The process of conquering India began 200 years before it was officially part of the British Empire. The English East India Company (EIC) was founded in 1600 by a group of adventurous merchants who petitioned Queen Elizabeth I for permission to sail to the East Indies and establish trading posts in the region. They followed in the footsteps of English naval officers such as Francis Drake, who traveled there to plunder the cargo of captured Spanish and Portuguese merchant vessels.
The Queen granted a charter for a 15-year monopoly on English trade between the Cape of Good Hope (South Africa) and the Straits of Magellan (Indonesia). She hoped to break the trade monopoly of the Portuguese Empire.
Sir James Lancaster commanded the first voyage, sailing to the Strait of Malacca. On the way, he seized a Portuguese vessel and used the stolen cargo to build factories on Java and the Spice Islands. These factories were trade zones where local merchants could interact with foreign merchants under the protection of a kingdom. The EIC operated and governed its factories under the authority of the Queen’s charter. They were essentially political dependencies of the Company.
This first English voyage broke the Portuguese and Spanish trade monopolies and struck a fatal blow to the Spanish Empire in the undeclared Anglo-Spanish war that had raged for 20 years. A second and third voyage closed out the decade and firmly established the English spice trade, despite competition from the Dutch.
The first landing on mainland India occurred on this third voyage in 1608. By 1611, the Company had established factories here and on the east coast at Machilipatnam. The success of these four trading posts led James I to renew the Company charter indefinitely.
Given the hostilities between the English and other countries conducting trade, such as the Dutch and Portuguese, these trading missions also assumed a military character. Trading vessels doubled as naval vessels. There was no clear separation between the Company and the military authority of the kingdom who chartered it.
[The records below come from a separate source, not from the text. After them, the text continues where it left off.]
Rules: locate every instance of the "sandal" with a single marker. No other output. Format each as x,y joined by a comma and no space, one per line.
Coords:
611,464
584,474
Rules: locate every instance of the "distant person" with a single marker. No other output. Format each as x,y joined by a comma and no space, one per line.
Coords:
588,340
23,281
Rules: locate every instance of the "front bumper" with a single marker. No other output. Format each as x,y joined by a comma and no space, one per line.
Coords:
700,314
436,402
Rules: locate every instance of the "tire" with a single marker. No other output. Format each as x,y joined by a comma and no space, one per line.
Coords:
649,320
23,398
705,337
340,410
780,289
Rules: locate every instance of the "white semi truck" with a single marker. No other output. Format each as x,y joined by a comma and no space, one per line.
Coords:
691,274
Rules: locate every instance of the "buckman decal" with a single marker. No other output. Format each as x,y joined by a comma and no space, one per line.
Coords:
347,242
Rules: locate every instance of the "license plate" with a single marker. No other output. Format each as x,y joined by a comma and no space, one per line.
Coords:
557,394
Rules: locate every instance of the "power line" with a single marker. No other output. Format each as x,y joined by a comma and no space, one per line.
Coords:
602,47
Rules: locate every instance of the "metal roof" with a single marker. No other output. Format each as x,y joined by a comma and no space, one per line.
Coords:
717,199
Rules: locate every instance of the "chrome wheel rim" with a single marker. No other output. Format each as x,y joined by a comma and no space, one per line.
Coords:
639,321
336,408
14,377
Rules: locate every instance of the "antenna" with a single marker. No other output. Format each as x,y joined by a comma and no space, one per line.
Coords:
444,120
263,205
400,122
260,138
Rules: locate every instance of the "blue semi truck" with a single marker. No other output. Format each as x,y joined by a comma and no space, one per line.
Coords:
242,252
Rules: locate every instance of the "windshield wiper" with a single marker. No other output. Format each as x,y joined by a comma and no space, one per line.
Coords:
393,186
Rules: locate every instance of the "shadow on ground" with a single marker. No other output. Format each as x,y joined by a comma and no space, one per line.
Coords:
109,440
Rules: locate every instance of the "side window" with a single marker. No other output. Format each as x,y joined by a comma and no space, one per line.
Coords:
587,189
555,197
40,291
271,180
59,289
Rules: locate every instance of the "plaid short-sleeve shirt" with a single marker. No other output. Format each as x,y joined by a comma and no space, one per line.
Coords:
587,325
The EIC established control of its trading posts with naval victories against the Dutch and Portuguese in 1612. With these coastal footholds secured, the EIC turned towards expanding its territorial foothold into mainland India and establishing relations with the Mughal Empire, which controlled most of India.
The royal charter vested the Company with all military and governmental authority required to facilitate its trading activities. It had full responsibility for its trading posts, including their security and governance. The Company functioned as a state within the areas it controlled, and its naval and security forces operated with the guarantee of the British crown.
However, this authority did not extend to diplomatic relations, and in 1612 James I dispatched an ambassador to visit the Mughal Emporer and arrange a commercial treaty giving the Company exclusive trading rights in Surat and other regions. Promises of goods from the European market persuaded the Emporer.
The EIC gradually expanded its commercial trading operations along the coast, eclipsing the holdings of the Portuguese Empire. By 1647, the EIC owned 23 factories in India. Beginning in 1634, the Company established trading posts in Bengal (modern Bangladesh), giving it a foothold on the eastern coasts of the subcontinent.
English dominance of Indian trade was finally secured by the transfer of Bombay to the EIC by the Portuguese in 1668. All areas where the EIC established its trading posts were subject to the same stipulations as the original 1612 arrangement. This means that in the process of establishing, securing, and maintaining coastal trading posts, it had effectively gained political control of those portions of the Indian coastline. Other European powers with a presence on the Indian coast, including Portugal and the Dutch, did the same.
These outposts became the beachheads from which the EIC gradually asserted political, economic, and military control of the Indian subcontinent.